Maybe the favourite bloatware coming with
the device wants to update it instantly.
What can you do to sniff the transfers?
On Windows XP and I'm sorry it's only XP,
there's TraceSPTI, a fantastic tool tracing SPTI
SCSI PassThrough Interface.
So you might think SCSI? I do not have any SCSI
devices, but very much communication is done using
this protocol on Windows. to identify S/ATA
USB devices, especially if they are ATAPI.
On the linux side you might use Wireshark
to trace the communication, because Wireshark
on linux can trace and sniff USB. There are
various other tools like Bushound and so on
to watch communication on buses. But the
problem is they are normally very expensive.
A problem you'll have if you're trying to sniff
the update transfer and reconstruct the image is
that it's like a puzzle. You don't know how to
build the image, and if you're doing it right or not.
If we do not have a firmware yet,
it might get invasive now.
We'll search for serial interfaces, sometimes
they are accesible without opening the device,
sometimes not. Do we have an embedded linux
system? Yes, we can search for a serial console.
Maybe we have to use JTAG, there was a very
good talk on 27C3 about JTAG, serial flash and so on,
so I've included a link here.
So, still no firmware? Get your screwdriver,
let's void warranties.
We open the device and we search for
memory devices on the PCB.
If you have a very old device, maybe you'll
encounter EPROMS or even PROMS, 27-somethings
If it's a little bit newer, you might see EEPROMS
and flash. 28, 29, 39, 49 something and
and the big flash devices with 48-pins for
example with various other names.
Very nice to see is that serial flashes,
those 8-pin devices 25..., sometimes 24...

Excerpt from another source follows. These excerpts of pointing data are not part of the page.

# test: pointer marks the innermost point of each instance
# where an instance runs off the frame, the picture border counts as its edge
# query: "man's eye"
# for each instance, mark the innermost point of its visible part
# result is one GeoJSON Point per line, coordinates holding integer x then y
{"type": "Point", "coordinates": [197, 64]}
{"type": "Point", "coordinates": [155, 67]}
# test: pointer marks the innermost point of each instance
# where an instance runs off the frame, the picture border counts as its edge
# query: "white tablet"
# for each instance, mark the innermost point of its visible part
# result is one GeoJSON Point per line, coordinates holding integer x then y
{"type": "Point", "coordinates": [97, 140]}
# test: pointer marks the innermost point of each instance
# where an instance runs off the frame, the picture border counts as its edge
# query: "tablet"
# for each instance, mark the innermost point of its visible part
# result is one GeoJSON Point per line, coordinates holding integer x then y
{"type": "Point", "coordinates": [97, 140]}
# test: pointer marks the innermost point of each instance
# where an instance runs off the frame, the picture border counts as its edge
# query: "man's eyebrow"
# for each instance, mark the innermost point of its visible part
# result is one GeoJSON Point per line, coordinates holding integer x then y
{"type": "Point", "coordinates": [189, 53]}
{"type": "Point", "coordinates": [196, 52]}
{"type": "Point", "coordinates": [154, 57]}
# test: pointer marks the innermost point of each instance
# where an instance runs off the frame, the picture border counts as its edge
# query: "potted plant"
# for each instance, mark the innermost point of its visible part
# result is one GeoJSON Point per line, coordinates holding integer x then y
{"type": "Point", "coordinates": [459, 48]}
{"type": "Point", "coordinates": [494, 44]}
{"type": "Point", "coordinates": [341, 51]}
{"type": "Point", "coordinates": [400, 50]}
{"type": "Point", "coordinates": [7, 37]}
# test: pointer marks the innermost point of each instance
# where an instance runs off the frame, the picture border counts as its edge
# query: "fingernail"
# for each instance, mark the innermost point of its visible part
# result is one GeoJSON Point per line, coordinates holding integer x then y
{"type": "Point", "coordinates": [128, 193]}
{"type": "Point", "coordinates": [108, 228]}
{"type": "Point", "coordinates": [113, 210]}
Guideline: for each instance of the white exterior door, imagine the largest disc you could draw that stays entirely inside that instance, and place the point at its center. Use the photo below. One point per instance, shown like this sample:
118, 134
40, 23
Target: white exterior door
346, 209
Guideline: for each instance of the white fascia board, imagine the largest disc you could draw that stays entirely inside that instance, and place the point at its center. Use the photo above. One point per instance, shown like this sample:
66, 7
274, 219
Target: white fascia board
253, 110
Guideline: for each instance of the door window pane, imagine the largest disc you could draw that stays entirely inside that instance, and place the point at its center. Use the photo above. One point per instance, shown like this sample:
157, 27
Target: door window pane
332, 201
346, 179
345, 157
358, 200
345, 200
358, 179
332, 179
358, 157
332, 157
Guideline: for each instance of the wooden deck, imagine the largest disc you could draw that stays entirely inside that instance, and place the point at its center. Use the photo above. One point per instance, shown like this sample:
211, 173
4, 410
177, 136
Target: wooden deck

are more and more becoming the standard.
They are easy to de-solder, easy to re-solder
and there are very cheap readers and programmers
available. But please, even if some say we can
do it in system without desoldering the chip,
please don't do it. It can lead to very big problems.
To make it a little bit harder, firmware can be
contained in chip-internal memories.
You can try to use proprietary programming
interfaces to read the firmware, of course JTAG.
Some devices do have bootloaders in a mask ROM.
You can try to use them.
If none of these approaches succeed,
you can try microprobing.
There was a talk on last years congress
about low-cost chip microprobing, I've
included a link here. So just for matter of
completeness I've mentioned CPLDs and FPGAs.
You know CPLDs are built up using internal EEPROMs.
FPGAs, Field Programmable Gate Arrays have internal
SRAM and an external serial configuration flash.
Some years ago they were marketed as being
reverse-engineer proof, okay. Yeah, maybe.
There's a talk tomorrow, same time I think, in
Saal 2, about taking a closer look at FPGAs.
Yeah, congratulations, we've done it,
we have our firmware, perfect.
So what's next, now we have to analyze it.
The problem is what processor is used.
We don't know which disassembler to use.
So we are searching the web for any
datasheets, can we get any information.
Can we find out what processor is in use? The
problem is in many cases you won't get the datasheets.
The manufacturer says, you buy 1 million devices
a year, and you sign an NDA, you get the datasheets.
Now you have to be really patient, now it gets
to trial and error, trying different disassemblers.
You can use specific disassemblers, they
are only built for one architecture.
You can use a very good tool, the Interactive Disassembler, IDA. There's a freeware version.
I've included a link in the link section of this talk,
but the freeware only has a little set of architectures.
If you want the full set, it gets very expensive.
But there is a new tool that I really like.
It's ODA, the Online Disassembler, supporting
thirty something architectures, and it's free.
You can upload binary files, you can
upload code, and try different architectures,
and find out what might be the correct one,
and we'll do that now.
So I've prepared some binary code.
I know which architecture this has been
written for, because I did it.
I put this code to Online Disassembler,
and I chose different architectures,
and now lets look at what
the disassembly looks like.
Let's first start with former Hitachi, now
Renesas, H8S. I hope you can read it.
Take some time and please raise your hand
if you think this is valid disassembly and
we have found our architecture.
I see one hand.
Okay, I have to disappoint you, I'm sorry, it's not valid disassembly, we can see it in the second line.
The disassembler was not able to disassemble
the data and it's just an undefined instruction.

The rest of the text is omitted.